Wednesday, 16 October 2013

Kjell's Sauna




    Yesterday afternoon, we flushed out our waterline.  Our water comes from Sunbeam Falls and runs downhill through a 2 inch (5cm) line, providing 4 households with water.  The length of our line is 4,100 ft (1.2 km).   In the winter, to prevent the water from freezing we keep the water flowing.  It empties into Beardsley Brook, over at my neighbor’s property.  
    To flush out the line we went over there to where it empties and fully opened the valve to allow maximum flow.  This flushed out the fine sediments that built up in the line over the year.  The outflow pours out of a pipe into the pool located by the sauna, my ex-neighbor, Kjell built years ago.   I don’t think that the sauna has been used in many years, and it is starting to deteriorate.  

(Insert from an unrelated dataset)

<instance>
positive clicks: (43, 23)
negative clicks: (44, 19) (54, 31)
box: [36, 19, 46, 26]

    Taking a sauna was something new to me when I first moved to Canada.  As a child, my mother always warned me that if I was really hot and sweaty, I should never jump into cool water.   I seems to remember her saying that you could get polio from doing that.  At any rate, not wanting to get polio, I refrained from cooling off too rapidly for most of my early life.
    It did seem strange then, when I was invited for my first sauna.  I just followed what everyone else was doing.  I stripped down, and endured the clouds of steam made from water being poured on a blazingly hot iron stove, which started me sweating profusely, and when I could no longer stand the heat, I followed the others out into the cold winter air to either roll in the snow or jump into the creek.
    Kjell, who was always the initiator to saunas, had a Norwegian background and had been doing saunas all of his life.  He never came down with polio; so pink and sweating with heat, I forced myself out into the below freezing outside temperatures and either rolled in the snow or jumped into the water.  
    While I took many saunas with friends, I never really got too the point where I really thought I needed to build a sauna for myself.  It was a comfortable social experience and I always enjoyed the nudity of the opposite sex.  It was a nice ritual for ending a day of cross country skiing or other outside winter activities, which always made me feel all warm, sleepy, and at peace.
    At one time there were several saunas in the neighborhood, all of them, like Kjell’s, are now slowly falling into disrepair.  Even Kjell seemed to loose interest in his sauna once he got a hot tub.